Few actions inspire more pride for Bay Area Palestinian activists than the blockade of an Israeli shipping line at California’s Port of Oakland on Oct. 24, 2014.
A diverse gathering of activists in San Francisco’s Mission District commemorated the five-year mark of Block the Boat, a series of protests preventing the Israeli shipping company ZMSO from depositing its controversial contents in Oakland. On Oct. 24, 2019, nearly one hundred activists gathered to celebrate their past success.
Five years ago, protesters created a picket line, and union workers responsible for unloading the ship refused to cross it, leaving no one to remove the cargo. These shipping barges carried millions of dollars of military technology from Israel to the United States. The arrival of these weapons angered some black activists who were concerned to see high caliber weapons from ships going to police officers like Darren Wilson, who shot Michael Brown, an unarmed black teen, months earlier. Similarly, the use of this style of military-grade weapon upset Arab activists who opposed their use in killing civilians in the Middle East.
Bay Area human rights activists asked the International Longshore Workers Union (ILWU) to join a community picket rather than unloading the ship.
Union leader Clarence Thomas, who is now retired, is a third-generation longshore worker from Local 10, one of the only predominantly black longshore workers’ unions in the country. He explained the ILWU’s history of picketing to protest against war.
“The impact of what we did, or in this case, did not do, was pretty much a strike,” Thomas said. “And we did not cross that community picket line.”

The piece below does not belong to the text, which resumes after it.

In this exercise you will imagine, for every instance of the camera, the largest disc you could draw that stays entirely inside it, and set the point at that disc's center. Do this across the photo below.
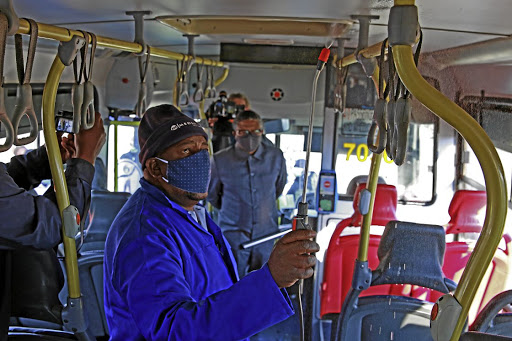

The ILWU’s actions inspired attendees of the anniversary party like Ayesha S, a San Francisco youth activist, who preferred not to use her name out of concern that she might experience the kinds of death threats Block the Boat activists received during their protest. Although she was a pre-teen at the time of the Block the Boat protests and wasn’t among the 5,000 plus protesters, she believed in the significance of diverting billions of dollars away from Israel.
“I think it’s pretty significant because it’s not only bringing awareness to war crimes, but it’s also an active, peaceful boycott of Israel,” she said. “We give Israel billions of dollars a year. With that money, we could solve the homelessness crisis right here in San Francisco. Some of that money could buy our high schools’ supplies.”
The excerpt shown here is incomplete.